Appalachian Power plans power grid upgrades for W.Va.
CHARLESTON, W.Va. - Appalachian Power on Monday announced plans to spend more than $337 million upgrading its electrical grid in West Virginia, with much of the work slated to take place throughout the Kanawha Valley.
The power company plans to rebuild about 52 miles of its existing transmission line network and upgrade several substations over the next three years as part of the project.
The move is due in part to parent company American Electric Power's plans to shutter three coal-fired plants in the state.
The company announced in 2010 that it would permanently retire the Kanawha River Plant at Glasgow, the Philip Sporn Plant at New Haven and the Kammer Plant in Moundsville. The plants will go offline in phases, beginning in 2014.
The closure of the plants will affect the flow of power across the company's transmission grid. Appalachian officials say the $337 million in upgrades are designed to make up for that and to increase reliability across the system.
"The power grid is dynamic, and it will be affected by retirement of existing power plants," APCo president and chief operating officer Charles Patton said in a statement.
"These upgrades not only meet the immediate need to strengthen the grid, but position the region well for growth in the future," Patton said.
While the $337 million project is a statewide plan, the bulk of the work will take place in the Kanawha Valley.
The company will rebuild all its transmission lines and towers running between substations in Nitro and Cabin Creek, as well as loops that run off that network in Cross Lanes and Kanawha City.
Appalachian spokesman Phil Moye said some portions of this system were built as early as the 1920s. The last major work on the system was done nearly 40 years ago.
He said the company hopes for a similar life span with the new system.
"We're building it to continue to be reliable for many years to come," Moye said. "We're constructing those lines and substations in such a way that they'll serve the valley well through their life."
He said most of the new network would make use of existing right-of-way paths, or areas just adjacent to them.
"The places where we see lines and towers now are generally the places where lines and towers will be when the project wraps up," Moye said.
There will be some changes.
The company will build 120-foot transmission towers, in contrast to the current 100-foot towers. Moye said that was because the new lines will be a heavier gauge wire.
He also said the work will consolidate some lines and tower sites.
In some locations, the system uses parallel transmission lines to carry power. The new towers will allow the company to run one set of lines on the top part of the tower and a second set below.
The combination will result in fewer towers across Kanawha County.
"The net result is that in that area from Institute to Cabin Creek, we're going to be installing somewhere between 85 to 90 towers, but we'll be taking down 200 towers," Moye said.

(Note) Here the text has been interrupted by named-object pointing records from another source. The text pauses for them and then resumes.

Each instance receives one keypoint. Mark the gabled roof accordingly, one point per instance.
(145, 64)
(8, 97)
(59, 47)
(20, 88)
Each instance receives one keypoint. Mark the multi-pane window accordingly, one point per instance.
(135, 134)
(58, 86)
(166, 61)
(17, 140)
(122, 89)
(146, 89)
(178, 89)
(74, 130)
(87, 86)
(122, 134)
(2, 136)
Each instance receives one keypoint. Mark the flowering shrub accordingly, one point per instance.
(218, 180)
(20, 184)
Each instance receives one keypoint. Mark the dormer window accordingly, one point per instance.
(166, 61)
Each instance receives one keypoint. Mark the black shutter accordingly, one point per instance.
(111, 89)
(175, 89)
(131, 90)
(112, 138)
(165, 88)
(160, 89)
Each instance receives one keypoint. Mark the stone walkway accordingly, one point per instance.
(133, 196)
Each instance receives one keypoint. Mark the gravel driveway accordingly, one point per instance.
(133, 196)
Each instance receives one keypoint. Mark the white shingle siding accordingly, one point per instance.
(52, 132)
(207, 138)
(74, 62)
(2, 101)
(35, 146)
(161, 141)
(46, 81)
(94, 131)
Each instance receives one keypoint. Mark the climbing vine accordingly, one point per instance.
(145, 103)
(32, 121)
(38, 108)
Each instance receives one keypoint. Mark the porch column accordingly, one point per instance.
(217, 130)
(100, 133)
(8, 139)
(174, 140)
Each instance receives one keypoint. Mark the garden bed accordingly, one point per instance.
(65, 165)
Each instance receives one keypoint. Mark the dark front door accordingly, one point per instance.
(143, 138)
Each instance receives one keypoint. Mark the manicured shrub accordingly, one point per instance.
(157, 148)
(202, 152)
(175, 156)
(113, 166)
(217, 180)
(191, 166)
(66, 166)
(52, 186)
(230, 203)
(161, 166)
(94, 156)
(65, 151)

While about 80 percent of the new towers will be located near existing right-of-way locations, Moye said there will be new locations for some towers near the Cabin Creek area.
The plan is to place some towers on ridges to allow for less obstruction in valleys and increase access for utility crews.
Moye said project planners have worked to minimize the impact on residential areas and keep the new transmission line paths away from homes.
"We're really trying to take everything into consideration and finish this project in the way that has least impact on the people of the valley and yet provides the reliability that we need," he said.
PJM, the region's power grid provider, approved the proposed changes to the transmission system last May.
The company has scheduled informational workshops in Poca and Kanawha City to give the public a chance to review the plans.
The first will take place at Poca High School July 8, with the second to follow July 9 at Kanawha City Elementary. Both events are scheduled to last from 5 to 8 p.m.
The company has also set up a website, located at www.appalachianpower.com/info/projects/MajorPowerLines/KanawhaValley/, to offer more information on the plan. The website includes a Google Maps application that shows residents where their houses are located with respect to the new transmission lines.
Once the workshops are held and other field work completed, Appalachian's transmission affiliate, AEP West Virginia Transmission Co. Inc., will formally file a request with the state Public Service Commission seeking approval to perform the work.
The project is slated to be completed by 2017, though Moye said the bulk of the work will be finished in 2015, prior to the shutdown of the three power plants.